You may ask why you haven’t heard about this. So did the Washington Monthly reporter:
Because the Justice Department data conflict so sharply with conventional wisdom, you’d think it would have been big news. The media coverage that resulted from the new government study? Forty words in the USA Today. As of mid-August, no major media outlet had covered the study, including Newsweek.
Read the whole thing if you’ve got the time. As always, the WM is doing outstanding reporting on its shoestring budget.
From what I’ve heard he was good enough to have the ambulances chase him.
I’m neither pro Bush or Kerry, but I will say lawyers who specialize in 'birth injury cases" (we lawyers call them bad baby cases) are IMHO rather slimy. Of all the med mal cases these usually have the least ties to actual causation. The big Plaintiffs firms keep using the same expert Dr. to pinpoint the “injury” to the baby whereas many doctors will say you really can’t do that except in extreme circumstances. ACOG (american college of obstetrics and gynelcology) keeps coming closer and close to saying the link between birth trauma and cerbral palsy in your average baby is getting weaker and weaker.

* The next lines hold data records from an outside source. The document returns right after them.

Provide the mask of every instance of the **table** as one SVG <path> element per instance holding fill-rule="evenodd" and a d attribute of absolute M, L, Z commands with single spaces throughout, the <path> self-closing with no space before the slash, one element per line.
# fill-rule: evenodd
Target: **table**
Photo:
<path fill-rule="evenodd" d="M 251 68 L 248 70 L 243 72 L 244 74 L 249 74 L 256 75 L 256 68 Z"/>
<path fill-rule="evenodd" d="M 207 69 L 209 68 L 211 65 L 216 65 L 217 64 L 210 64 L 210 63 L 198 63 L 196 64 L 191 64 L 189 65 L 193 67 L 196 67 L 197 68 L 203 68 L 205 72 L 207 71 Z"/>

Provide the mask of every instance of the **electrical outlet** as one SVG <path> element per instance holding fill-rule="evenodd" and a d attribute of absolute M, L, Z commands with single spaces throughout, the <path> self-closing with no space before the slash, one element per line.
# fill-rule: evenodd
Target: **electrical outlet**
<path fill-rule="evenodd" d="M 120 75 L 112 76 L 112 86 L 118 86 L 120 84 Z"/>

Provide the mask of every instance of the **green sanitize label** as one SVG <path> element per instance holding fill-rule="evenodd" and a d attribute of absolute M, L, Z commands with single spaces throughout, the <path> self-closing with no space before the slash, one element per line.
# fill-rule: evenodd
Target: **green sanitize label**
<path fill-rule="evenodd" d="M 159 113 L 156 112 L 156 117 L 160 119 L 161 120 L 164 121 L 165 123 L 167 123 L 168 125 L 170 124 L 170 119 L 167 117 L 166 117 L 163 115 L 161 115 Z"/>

But, clearly any argument on the Plaintiff side can be bolstered and defended otherwise you would have experts stricken based on Daubert (junk science) and frankly they usually are not. But these cases do have everything to do with the poor kids and how they are going to be taken care of. The jury sees this, sees deep pockets and will oftentimes award millions then apologize to defense counsel on the way out…
BTW, a bad cerebral palsy case will usually settle for around 5 million in these parts and can be work significantly more if tried and won. Most are not tried here (DFW, Texas) anymore rather they are settled. So each case is worth to Plaintiffs’ counsel around 40% of 5 million and expenses are not included in that 40% and also come out of that 5 mil.
I think I’d feel differently if we were talking about clearer negligence–like a doc cutting off the wrong limb…
And Minty hope your thing went well, but if you think insurance defense lawyers make $175-400 an hour, you are WAY in the high ballpark–even with self insured hospitals.